Começa por supor que se depara com um céptico algo bizarro. Um céptico pode sugerir estranhamente que, tendo em conta a forma como eu utilizei o sinal + no passado, a resposta que eu daria a 68+57 seria 5. Estranha sugestão! Inicialmente poderíamos sugerir a este céptico que voltasse à escola e aprendesse a somar de novo. Kripke sugere-nos, no entanto, que deixemos o céptico continuar. Apesar de tudo, ele afirma: se eu estou agora tão confiante que, dada a maneira como usei o símbolo + no passado, a minha intenção era que 68+57 desse como resultado 125, no entanto, tal poderá não acontecer porque eu dei a mim mesmo instruções em como 125 é o resultado neste caso específico.

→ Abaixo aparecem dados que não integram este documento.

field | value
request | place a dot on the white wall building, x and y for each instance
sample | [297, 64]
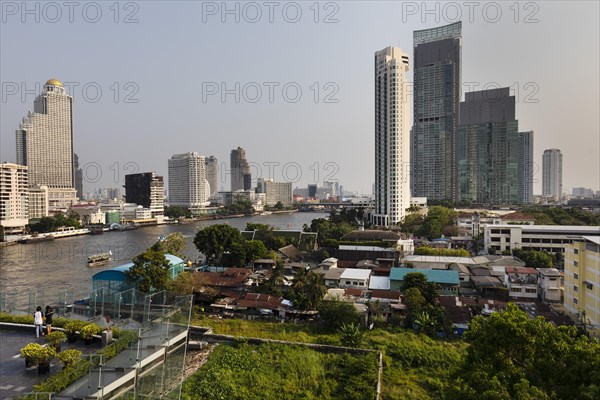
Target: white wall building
[14, 198]
[550, 238]
[188, 186]
[355, 278]
[45, 144]
[392, 137]
[278, 192]
[39, 205]
[522, 282]
[550, 284]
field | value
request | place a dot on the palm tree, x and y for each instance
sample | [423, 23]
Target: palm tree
[425, 323]
[351, 335]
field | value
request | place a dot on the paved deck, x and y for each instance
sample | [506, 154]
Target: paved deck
[15, 379]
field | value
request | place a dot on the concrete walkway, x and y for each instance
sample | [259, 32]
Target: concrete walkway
[15, 379]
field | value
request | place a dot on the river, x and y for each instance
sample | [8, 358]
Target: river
[62, 264]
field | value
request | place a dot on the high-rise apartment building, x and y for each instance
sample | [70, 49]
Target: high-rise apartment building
[188, 186]
[526, 167]
[392, 137]
[488, 148]
[212, 174]
[278, 192]
[39, 202]
[45, 144]
[147, 190]
[14, 198]
[552, 173]
[78, 175]
[437, 80]
[240, 170]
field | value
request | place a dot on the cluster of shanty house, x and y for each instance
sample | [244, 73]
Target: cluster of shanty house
[372, 271]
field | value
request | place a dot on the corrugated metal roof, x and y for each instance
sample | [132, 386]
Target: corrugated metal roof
[433, 275]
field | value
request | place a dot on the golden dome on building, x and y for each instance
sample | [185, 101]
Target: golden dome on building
[54, 82]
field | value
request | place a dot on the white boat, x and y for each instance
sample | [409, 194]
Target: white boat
[99, 259]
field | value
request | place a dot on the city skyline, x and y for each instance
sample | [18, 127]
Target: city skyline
[303, 132]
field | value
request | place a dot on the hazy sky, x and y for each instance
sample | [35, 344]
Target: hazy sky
[147, 79]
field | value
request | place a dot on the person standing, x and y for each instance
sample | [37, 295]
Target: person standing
[38, 320]
[49, 313]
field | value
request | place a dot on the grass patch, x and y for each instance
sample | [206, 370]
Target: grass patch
[274, 371]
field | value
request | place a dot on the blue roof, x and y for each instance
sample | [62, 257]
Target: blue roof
[118, 273]
[449, 277]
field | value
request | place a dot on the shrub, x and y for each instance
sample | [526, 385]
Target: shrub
[68, 357]
[72, 327]
[38, 353]
[56, 338]
[89, 330]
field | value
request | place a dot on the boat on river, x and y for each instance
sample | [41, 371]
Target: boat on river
[99, 259]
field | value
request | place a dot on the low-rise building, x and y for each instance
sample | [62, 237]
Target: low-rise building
[522, 282]
[582, 282]
[550, 284]
[548, 238]
[355, 278]
[89, 214]
[448, 280]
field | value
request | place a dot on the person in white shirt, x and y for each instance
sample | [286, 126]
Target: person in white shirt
[38, 321]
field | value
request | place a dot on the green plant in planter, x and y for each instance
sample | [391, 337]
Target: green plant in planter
[71, 329]
[36, 353]
[55, 339]
[68, 357]
[88, 331]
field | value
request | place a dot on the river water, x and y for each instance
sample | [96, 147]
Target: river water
[61, 265]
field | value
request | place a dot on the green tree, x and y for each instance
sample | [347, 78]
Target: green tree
[429, 290]
[429, 251]
[150, 272]
[215, 240]
[335, 313]
[512, 356]
[183, 283]
[438, 218]
[255, 249]
[307, 290]
[352, 335]
[173, 244]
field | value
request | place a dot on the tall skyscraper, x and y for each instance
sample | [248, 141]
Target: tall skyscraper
[392, 137]
[240, 170]
[526, 167]
[45, 144]
[552, 173]
[437, 80]
[78, 176]
[14, 198]
[147, 190]
[212, 174]
[487, 148]
[278, 192]
[188, 186]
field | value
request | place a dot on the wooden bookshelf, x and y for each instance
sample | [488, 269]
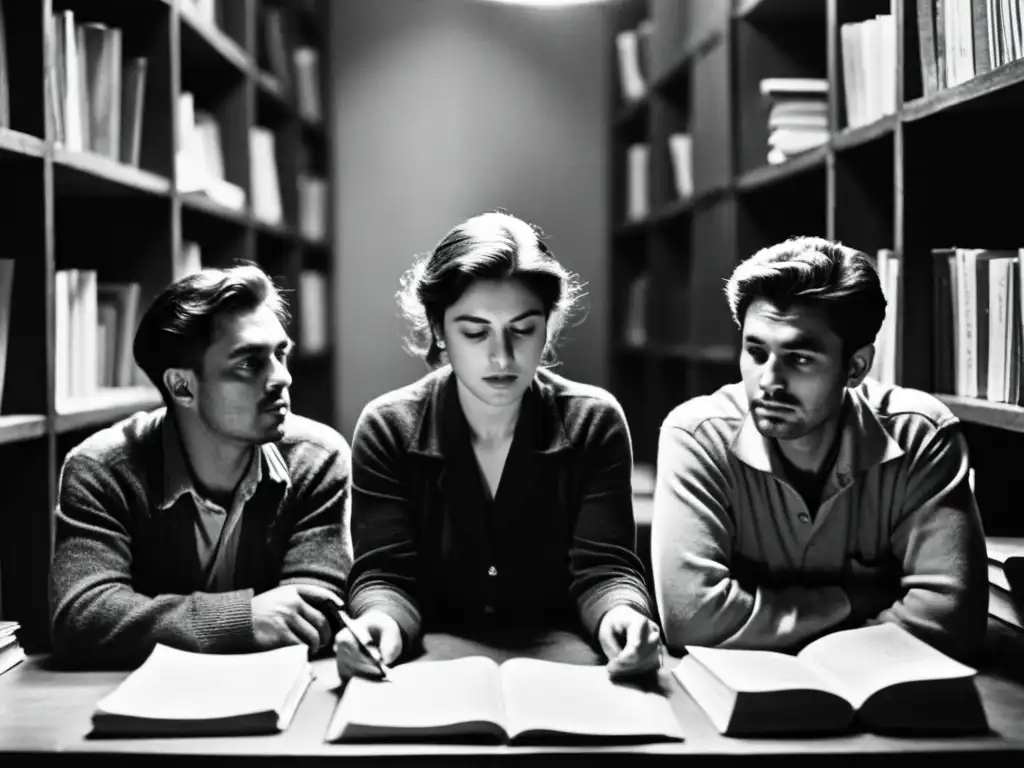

Vamos supor que eu não fiz isso, mas aqui a ideia é utilizar a regra que eu utilizei múltiplas vezes no passado. Mas como podemos saber qual era a função que estava a ser aplicada no passado? A questão é que eu, no passado, dei a mim mesmo somente um número finito de exemplos que instanciam esta função. A resposta a 68+57 poderia ser 5 porque não há nada na minha história ou nada no meu comportamento observável que me obrigue a responder 125 em vez de 5. Esta é a base do paradoxo céptico levantado por Kripke tendo por referência a obra supramencionada de Wittgenstein.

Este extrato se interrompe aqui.